Let's look at the numbers: A January report from TrendForce shows a strong increase in units for 2014 over 2013. Total units were 1.167 billion in 2014, against 927 million in 2013, which is a change of 240 million units (26 per cent). The same chart shows that unit totals for 2015 are expected to be 1.29 billion, a growth of just 123 million over 2014 (10.5 per cent), which is a dramatic drop. The 2014 numbers were bolstered by Apple's iPhone6 sales, a reflection of the loyalty of the customer base.

For tablets, the news isn't too good. Unit sales declined in 4Q14 compared with a year ago. IDC reports a 3.2 per cent decline, the first ever quarterly reduction in unit sales, and for the whole year, growth in units was a paltry 4.4 per cent. Even Apple and Samsung, the volume leaders, weren't immune from this. Both declined about 18 per cent on the quarter, each losing three points of market share to "Other."

Why would mobile tech slow like this?
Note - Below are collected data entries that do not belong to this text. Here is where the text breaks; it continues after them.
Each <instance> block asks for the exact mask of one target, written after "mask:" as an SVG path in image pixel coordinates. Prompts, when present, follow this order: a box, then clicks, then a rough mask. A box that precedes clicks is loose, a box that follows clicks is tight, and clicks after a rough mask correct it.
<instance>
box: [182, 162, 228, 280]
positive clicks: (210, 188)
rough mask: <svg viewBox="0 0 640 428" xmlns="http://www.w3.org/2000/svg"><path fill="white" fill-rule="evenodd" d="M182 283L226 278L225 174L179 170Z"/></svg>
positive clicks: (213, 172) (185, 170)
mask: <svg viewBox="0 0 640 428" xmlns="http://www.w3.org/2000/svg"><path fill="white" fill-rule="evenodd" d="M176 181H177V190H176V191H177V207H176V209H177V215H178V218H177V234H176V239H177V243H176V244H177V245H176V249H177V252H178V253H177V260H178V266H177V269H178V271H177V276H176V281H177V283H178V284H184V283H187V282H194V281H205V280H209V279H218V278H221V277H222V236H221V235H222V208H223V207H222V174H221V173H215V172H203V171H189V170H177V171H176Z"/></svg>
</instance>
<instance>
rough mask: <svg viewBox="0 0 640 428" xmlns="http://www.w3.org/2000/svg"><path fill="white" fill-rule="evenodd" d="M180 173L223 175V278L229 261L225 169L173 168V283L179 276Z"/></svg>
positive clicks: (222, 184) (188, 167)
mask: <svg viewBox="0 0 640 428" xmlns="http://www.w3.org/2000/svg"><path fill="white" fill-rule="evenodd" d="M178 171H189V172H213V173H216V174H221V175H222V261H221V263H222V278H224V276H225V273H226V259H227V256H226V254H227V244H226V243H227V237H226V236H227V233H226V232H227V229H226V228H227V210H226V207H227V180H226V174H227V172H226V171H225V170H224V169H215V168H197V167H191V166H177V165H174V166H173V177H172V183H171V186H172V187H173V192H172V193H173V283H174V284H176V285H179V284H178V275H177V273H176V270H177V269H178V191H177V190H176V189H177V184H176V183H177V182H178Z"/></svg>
In a Darwinian sense, the new mobile organisms have expanded to fill the available space, and the game now is a battle of niche differentiations, rather than the happy times of a market growing at full throttle. Put another way, if you asked a tech vendor why their product is a winner, they'll now talk about shaving half a millimetre off phone thickness or the availability of neon green phones, rather than a bunch of useful new features. (Apple increased their phone to be the same size as Samsung's, a strategy that clearly succeeded in protecting its base, but a one-off gambit.)

That's because the playing field on technology has plateaued. Adding more horsepower doesn't bring much benefit. Screen resolution is as good as most people need, and the cameras have more than enough pixels for any selfie. Moreover, there is no premium for performance, so compressing prices downwards and making phone replacement take months longer.